Data Frames API


DataFrames provide a new API for manipulating data within Spark. These provide a more user friendly experience than pure Scala for common queries.

See also:

To read more about DataFrames API, please refer to Spark Documentation.

This section describes how to use the DataFrames API with the Data Grid.

Preparing

The entry point to DataFrames features is Spark SQLContext. You can create one from given SparkContext:

val sc: SparkContext // An existing SparkContext.
val sqlContext = new org.apache.spark.sql.SQLContext(sc)

// This is used to simplify calling Data Grid features
import org.insightedge.spark.implicits.all._

Creating DataFrames

RDDs are stored in Data Grid simply as collections of objects of a certain type. You can create DataFrame by such type with the next syntax:

val sc: SparkContext // An existing SparkContext.
val sqlContext = new org.apache.spark.sql.SQLContext(sc)

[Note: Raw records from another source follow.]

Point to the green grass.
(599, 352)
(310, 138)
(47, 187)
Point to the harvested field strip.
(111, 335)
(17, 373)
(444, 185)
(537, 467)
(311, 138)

import org.insightedge.spark.implicits.all._
val df = sqlContext.read.grid.loadClass[Person]

// Displays the content of the DataFrame to stdout
df.show()
val sc: SparkContext // An existing SparkContext.
val sqlContext = new org.apache.spark.sql.SQLContext(sc)

sqlContext.sql(
  s"""
     |create temporary table people
     |using org.apache.spark.sql.insightedge
     |options (class "${classOf[Person].getName}")
  """.stripMargin)

val df = sqlContext.sql("select * from people")

// Displays the content of the DataFrame to stdout
df.show()
val sc: SparkContext // An existing SparkContext.
val sqlContext = new org.apache.spark.sql.SQLContext(sc)

val df = sql.read
               .format("org.apache.spark.sql.insightedge")
               .option("class", classOf[Person].getName)
               .load()

// Displays the content of the DataFrame to stdout
df.show()

If you want to load DataFrame from SpaceDocuments written form a third-party application, please, refer to section below

Persisting DataFrames to Data Grid

DataFrames API provides a save function which allows persisting data to Data Grid. Since DataFrames are no longer linked to object type, they are persisted by the collection name. Thus, when saving DataFrame to the Data Grid, you must provide a collection name, and when loading persisted DataFrame, the same collection name must be used instead of object type.

To persist and load persisted DataFrame you can use the next syntax:

val sqlContext: SQLContext // An existing SQLContext (created with SparkContext).
val df: DataFrame // An existing DataFrame (loaded from SQLContext).

import org.insightedge.spark.implicits.all._
df.write.grid.mode(SaveMode.Overwrite).save("people")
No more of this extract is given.